An idempotent function $\mathbb R \to \mathbb R$

Answer to 1.

A continuous function is such that given any sequence $(x_n)$ such that $x_n\to x$, then $f(x_n)\to f(x)$.

First, note that if $f$ takes two values $f(x_1), f(x_2)$, because of the intermediate value theorem, it must take all the values in between. This means that the image is an interval with possibly infinite endpoints.

To see why the interval is closed, suppose that $y$ is a limit point of the image, i.e. there exists a sequence of values $f(x_n)$ wich converges to $y$. The continuity of $f$ implies $f(f(x_n))\to f(y)$, so that $f(x_n)\to f(y)$ by idempotency. Since the limit is unique, this means that $f(y)=y$, so that $y$ is part of the image.

This proves that the image is a closed interval.
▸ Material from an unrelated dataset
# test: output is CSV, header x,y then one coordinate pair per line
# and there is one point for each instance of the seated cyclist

I think the infinite endpoints must be allowed, take for instance $f$ to be the identity function: then the image is $\mathbb (- \infty,\infty)$.

Answer to 2.

Your result says that at each point $x$, either $$f'(x) = 0 \text{ or } f'(f(x)) = 1. \label{a}\tag{1}$$ Evaluating this last statement at $y = f(x)$ and applying idempotency, we get that either $f'(y) = 0$ or $f'(y) = 1$ at each point $y$ in the image of $f$.

By part 1, we know that the image $I$ must be a closed interval.

If $I$ contains just one point, then $f$ is a constant. Otherwise, we know that $I$ is a proper interval, and $f | _I$ is either a constant or the identity in virtue of Darboux's theorem following Emanuele Paolini's answer (since no other linear functions are idempotent).

We can readily rule out the case where $f|_I$ is a constant. This would imply $f'(f(x)) = 0$ for all $x$ and so, by $\ref{a}$, $f'(x) = 0$ for all $x$ and $I$ reduces to a point.

If $f|_I$ is the identity, we will argue that $I = \mathbb R$. Suppose the image of $f$ has an end on the right, $b$. Then $b$ is the maximum value of $f$. Taking the limit from the left as $x \to b$ we find that $f(b) = b$, i.e. it takes its maximum value at $x=b$, which implies $f'(b) = 0$ by the extremum value theorem. However $f'(b) = 1$ taking the limit from the left, a contradiction. The argument is analogous for a lower bound $a$. Thus, $I=\mathbb R$ and $f$ is the identity.

A differentiable function whose derivative is either 0 or 1 has constant derivative, in view of Darboux property: if the derivative has value 0 and 1 then it has also all the intermediate values.